People taking blood pressure medication may be less likely to develop dementia
  • Researchers analyzed data from a clinical trial involving more than 28,000 people to determine whether people who took blood pressure medication had a lower risk of dementia than those who didn't.
  • About 1 in 10 people over the age of 65 have dementia.
  • blood pressure medications help relieve narrowing or blockage of important arteries in the body.
According to the Centers for Disease Control and Prevention, high blood pressure (hypertension) is a significant risk factor for dementia, especially for people with uncontrolled blood pressure in middle age.

But can treating high blood pressure in later life reduce this risk?

Study looked at the effects of blood pressure medication on dementia risk
“We already know that high blood pressure, especially in middle age (between the ages of 40 and 65), increases the risk of developing dementia later in life,” says Healthline, Global Brain Health Initiative.

Dr. Peters, the lead author of the study, noted that there is "some degree of uncertainty" about whether lowering blood pressure in older people reduces the risk of dementia. The team decided to investigate whether people taking antihypertensive medications (antihypertensive medications) had a lower risk of developing dementia than those receiving matched placebo/dummy treatments.

"We combined data from five large clinical trials on blood pressure lowering in older adults," she said.

Treating hypertension associated with reduced risk
For this study, researchers performed a meta-analysis of data from five studies that included information from more than 28,000 people with a median age of 69 years and a history of hypertension in 20 countries. Follow-up of this population lasted an average of 4 years.

They found that people whose blood pressure was sustainedly lowered by medication had a 13% lower risk of developing dementia.

"We found that treatment had a significant effect in reducing the likelihood of dementia," Peters said in a statement. , indicating that there is a 'roughly linear relationship' between lower blood pressure and lower dementia risk.

"This is the strongest evidence to date that lowering blood pressure in older people reduces the risk of dementia," she said.

How is blood pressure associated with dementia risk?
Dr. Bibti Mishra, chief of neurology at Long Island Jewish Forest Hills in Queens, part of Northwell Health in New York, says that blood pressure can lead to the development of conditions that constrict blood in three or four ways.

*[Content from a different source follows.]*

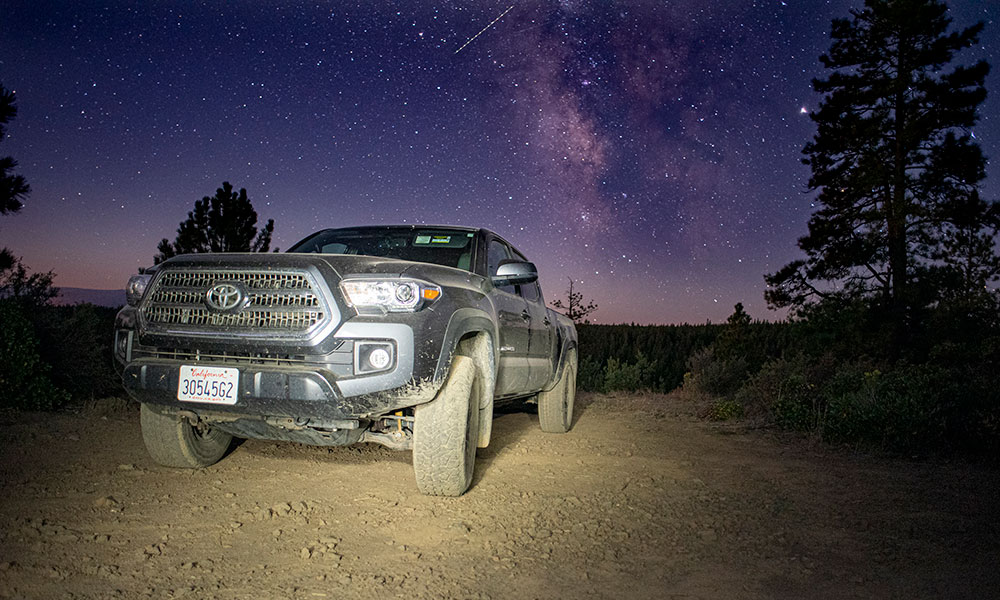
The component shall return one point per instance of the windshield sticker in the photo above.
(441, 240)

It has long been recognized as one of the major risk factors. A stream or block called lipohyalinosis.

“It is a term that describes the deposition of a mixture of fat (lipo) and protein (hyaline) on the walls of small and medium-sized arterioles (small arteries).

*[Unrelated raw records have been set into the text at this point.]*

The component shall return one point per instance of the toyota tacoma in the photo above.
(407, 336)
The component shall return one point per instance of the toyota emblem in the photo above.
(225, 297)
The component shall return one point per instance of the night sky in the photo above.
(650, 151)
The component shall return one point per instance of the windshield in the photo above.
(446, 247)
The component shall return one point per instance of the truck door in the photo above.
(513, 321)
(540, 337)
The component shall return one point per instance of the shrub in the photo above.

"This process can result in multiple tiny lines called lacunar striatum," Mishra said.

"When enough arterioles are blocked, the reduced blood supply to the brain disrupts global brain network function and produces the signs and symptoms of dementia," he continued.

Many safe drug treatment options available
“Each drug has a different safety profile,” said Supreeti Behuria, director of nuclear cardiology at Staten Island University Hospital in New York. He said that there are many options for first-line drugs, and that it is important for each person to work with their doctor to find the safest and most effective drug.

Dr. Befria emphasized that controlling high blood pressure "reliably" reduces the risk of developing related disorders. ) was shown to reduce the relative risk of major cardiovascular events by an average of 10% at four years of follow-up," she said.

Behuria added that keeping blood pressure "on target" also reduces the risk of stroke and kidney disease.

Lifestyle changes can help
Elizabeth H. Dineen, DO, a cardiologist at UCI Health's Susan Samueli Integrative Institute in Orange County, California, emphasized that lifestyle changes can significantly lower blood pressure.

"Lifestyle changes have been shown to lower blood pressure by at least a few mmHg," she said.

“If overweight/obese, lose weight, increase physical activity, reduce dietary salt intake, focus on DASH diet (high fruits and vegetables, high potassium, low salt), limit alcohol consumption. Such as to do,' ” continued Dr. Dineen.

Age is still the top risk factor for dementia and Alzheimer’s disease
"Age is the biggest risk factor for Alzheimer's disease," said Betsy Mills, Ph.D., Associate Director of Aging and Alzheimer's Prevention at the Alzheimer's Drug Discovery Foundation.
According to Dr. Mills, 1 in 10 people over the age of 65 have Alzheimer's disease.

"This increases to about one-third her over her eighties," she said. "Apart from age, risk for dementia stems from genetics (ApoE4 gene) and environmental/lifestyle factors."/or Alzheimer's disease. "It seems to be greatest for people who have had .

The bottom line
Researchers analyzed data from clinical trials involving more than 28,000 people to see if people who took blood pressure medication had a lower risk of dementia than those who didn't.

Experts say there are many safe drugs to treat blood pressure, but lifestyle changes can make a big difference.

They also said those at greatest risk were those who developed diabetes or cardiovascular disease in middle age.